The project “draws on innovative research into high power lasers so as to understand the potential of the technology,” according to Peter Cooper, from the UK’s Defence Science and Technology Laboratory (DSTL), reported the BBC.
This could “provide a more effective response to the emerging threats that could be faced by UK armed forces,” added Cooper.
“UK Dragonfire will achieve, through the Laser Directed Energy Weapons (DEW) Capability Demonstrator, a significant step change in the UK’s capability in High Energy Laser Weapon Systems and will provide the basis for technology-driven operational advantage,” according to a MBDA in a news release. “The programme will mature the key technologies for a high energy defensive laser weapon system and will include the engagement of representative targets in land and maritime environments in 2019. The programme will also provide the body of evidence for future procurement decisions.”

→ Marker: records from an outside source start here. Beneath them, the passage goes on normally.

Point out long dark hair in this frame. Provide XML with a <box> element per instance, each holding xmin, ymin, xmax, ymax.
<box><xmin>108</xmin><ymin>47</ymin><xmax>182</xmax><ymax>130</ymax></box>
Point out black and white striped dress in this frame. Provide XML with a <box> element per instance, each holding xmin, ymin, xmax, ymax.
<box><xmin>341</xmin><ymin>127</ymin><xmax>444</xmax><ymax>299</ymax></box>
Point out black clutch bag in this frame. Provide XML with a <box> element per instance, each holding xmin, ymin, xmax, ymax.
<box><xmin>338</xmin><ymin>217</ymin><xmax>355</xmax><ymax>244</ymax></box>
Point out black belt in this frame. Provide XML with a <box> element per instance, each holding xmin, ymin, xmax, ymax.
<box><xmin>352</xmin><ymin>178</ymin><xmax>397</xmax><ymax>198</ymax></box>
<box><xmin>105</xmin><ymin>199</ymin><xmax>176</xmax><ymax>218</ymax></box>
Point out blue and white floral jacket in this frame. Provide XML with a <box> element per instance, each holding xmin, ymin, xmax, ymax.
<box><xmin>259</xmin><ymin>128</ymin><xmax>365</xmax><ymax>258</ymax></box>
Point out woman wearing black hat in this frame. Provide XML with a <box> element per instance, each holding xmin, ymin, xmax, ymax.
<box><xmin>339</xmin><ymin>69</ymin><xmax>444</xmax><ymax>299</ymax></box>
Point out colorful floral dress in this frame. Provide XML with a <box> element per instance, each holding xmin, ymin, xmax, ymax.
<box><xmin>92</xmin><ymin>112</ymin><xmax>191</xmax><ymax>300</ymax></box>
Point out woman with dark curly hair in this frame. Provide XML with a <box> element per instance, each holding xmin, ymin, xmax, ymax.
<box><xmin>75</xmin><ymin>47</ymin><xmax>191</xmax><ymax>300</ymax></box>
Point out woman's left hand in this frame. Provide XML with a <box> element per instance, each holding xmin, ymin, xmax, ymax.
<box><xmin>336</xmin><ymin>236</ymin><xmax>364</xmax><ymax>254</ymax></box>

“UK Dragonfire is a collaborative consortium led MBDA with QinetiQ and Leonardo-Finmeccanica that has brought together the best of relevant UK industry expertise to deliver the highly challenging and complex programme. The team also capitalises on the strengths of the individual companies involved, which includes GKN, Arke, BAE Systems and Marshall ADG.”
Meanwhile US companies and government agencies have at least 500 satellites — roughly as many as the rest of the world combined, Reuters reported. At least 100 of them are primarily military in nature. Most are for communication or surveillance. In other words, they’re oriented downward, toward Earth.
US aerospace company Boeing has developed a portable laser weapons system capable of tracing and disabling an unmanned aerial vehicle (UAV).
Lockheed Martin has also developed a laser that can disable the engine of a small truck from more than a mile away.